Rowland v. Walker

245 F. Supp. 2d 136, 2003 U.S. Dist. LEXIS 2383, 2003 WL 436062
CourtDistrict Court, District of Columbia
DecidedFebruary 21, 2003
DocketCIV.A. 01-567(JMF)
StatusPublished
Cited by3 cases

This text of 245 F. Supp. 2d 136 (Rowland v. Walker) is published on Counsel Stack Legal Research, covering District Court, District of Columbia primary law. Counsel Stack provides free access to over 12 million legal documents including statutes, case law, regulations, and constitutions.

Bluebook
Rowland v. Walker, 245 F. Supp. 2d 136, 2003 U.S. Dist. LEXIS 2383, 2003 WL 436062 (D.D.C. 2003).

Opinion

MEMORANDUM OPINION

FACCIOLA, United States Magistrate Judge.

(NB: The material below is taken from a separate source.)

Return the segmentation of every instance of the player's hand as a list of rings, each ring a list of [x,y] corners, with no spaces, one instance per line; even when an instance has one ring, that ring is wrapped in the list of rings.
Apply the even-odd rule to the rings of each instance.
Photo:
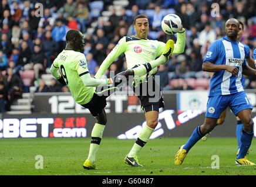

Currently ripe and ready for resolution is Defendants’ Motion for Summary Judgment (“Defs.Mot.”). For the reasons articulated below, defendants’ motion will be granted.

BACKGROUND

Dwight Rowland (“plaintiff’) is suing David Walker, the Comptroller General of the General Accounting Office (“Walker”), Michele M. Hamilton, a Human Resources Manager at GAO (“Hamilton”), and Timothy DiNapoli, a Supervisor at GAO (“DiNapoli”), for employment discrimination in violation of Title VII of the Civil Rights Act of 1964, 42 U.S.C.A. § 2000e et seq. 1 Plaintiff claims that he was discriminated against because of his race and gender, that he endured a hostile work environment, and that he was retaliated against.

DISCUSSION

I. Defendants’ Motion to Dismiss is not Premature

It is legitimate to oppose a motion for summary judgment by submitting an *139 affidavit attesting that one cannot “for reasons stated present by affidavit facts essential to justify the party’s opposition.” FED. R. CIV. P. 56(f). Plaintiff attempts to meet this burden by insisting that he never received (1) the performance evaluations and progress reports for the African American Band ID evaluators of 1998 and (2) copies of the e-mails of the persons he named in his Request for Entry upon LandL 2

Defendants first point out that plaintiff never requested information regarding the performance evaluations of African American Band ID evaluators during discovery. Defendants’ Reply to Plaintiff’s Opposition to Defendants’ Motion for Summary Judgment (“Defs.Reply”) at 3 n. 1. Defendants then explain that plaintiff narrowed his request for e-mail to all e-mails created by two persons during a certain period of time and that defendants sent these emails to plaintiffs counsel by a letter dated June 13, 2002. Id. & Exhibit 20 (letter transmitting e-mails).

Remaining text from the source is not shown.